I'm working on a recommendation engine which uses an item-based collaborative filter to create recommendations for restaurants. Each restaurant has reviews with a rating from 1-5.
Every recommendation algorithm struggles with the data sparsity issue, so I have been looking for solutions to calculate a correct correlation.

I'm using an adjusted cosine similarity between restaurants.

When you want to compute a similarity between restaurants, you need users who have rated both restaurants. But what would be the minimum of users who have rated both restaurants to get a correct correlation?

From testing, I have discovered that 1 set of users who have rated both restaurants results in bad similarities (Obviously).
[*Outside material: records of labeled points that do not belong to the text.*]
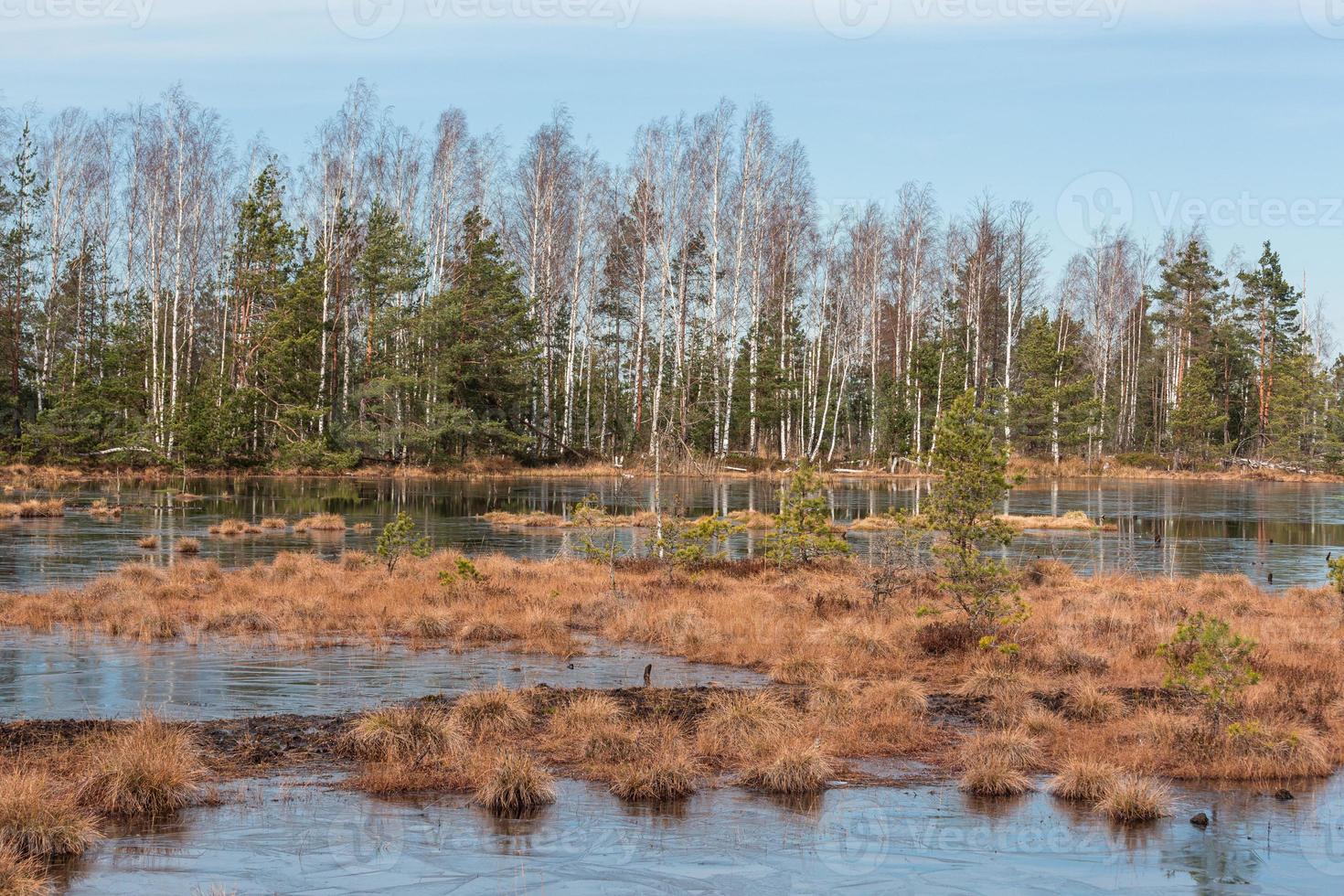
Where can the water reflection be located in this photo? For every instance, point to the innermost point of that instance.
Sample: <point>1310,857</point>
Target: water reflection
<point>1254,528</point>
<point>720,841</point>
<point>51,676</point>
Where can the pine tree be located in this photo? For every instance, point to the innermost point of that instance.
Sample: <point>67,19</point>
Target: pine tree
<point>963,509</point>
<point>1054,407</point>
<point>481,336</point>
<point>20,195</point>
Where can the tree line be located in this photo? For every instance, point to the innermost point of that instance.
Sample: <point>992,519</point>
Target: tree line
<point>422,297</point>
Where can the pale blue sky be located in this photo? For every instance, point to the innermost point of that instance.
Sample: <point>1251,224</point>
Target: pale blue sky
<point>1229,109</point>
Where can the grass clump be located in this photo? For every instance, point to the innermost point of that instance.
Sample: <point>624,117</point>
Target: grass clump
<point>1083,781</point>
<point>735,721</point>
<point>40,817</point>
<point>1089,703</point>
<point>669,774</point>
<point>1132,799</point>
<point>494,713</point>
<point>515,784</point>
<point>20,875</point>
<point>322,523</point>
<point>33,509</point>
<point>149,769</point>
<point>792,767</point>
<point>994,776</point>
<point>403,733</point>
Often it's -1 or 1. So I have increased it to 2 set of users who have both restaurants, which gave me better similarities. I just find it difficult to determine if this similarity is good enough. Is there a method which either tests the accuracy of this similarity or are there guidelines on how what the minimum is?

1

1 Answers

0
votes

The short answer is a parameter sweep: try several values of "minimum users who have rated both restaurants" and measure the outcomes. With more users, you'll get a better sense of the similarity between items (restaurants). But your similarity information will be sparser. That is, you'll focus on the more popular items and be less able to recommend items in the long tail. This means you'll always have a tradeoff, and you should measure everything that will allow you to make the tradeoff. For instance, measure predictive accuracy (e.g., RMSE) as well as the number of items possible to recommend.

If your item space becomes too sparse, you may want to find other ways to do item-item similarity beyond user ratings. For instance, you can use content-based filtering methods to include information about each restaurants' cuisine, then create an intermediate step to learn each user's cuisine preferences. That will allow you to do recommendations even when you don't have item-item similarity scores.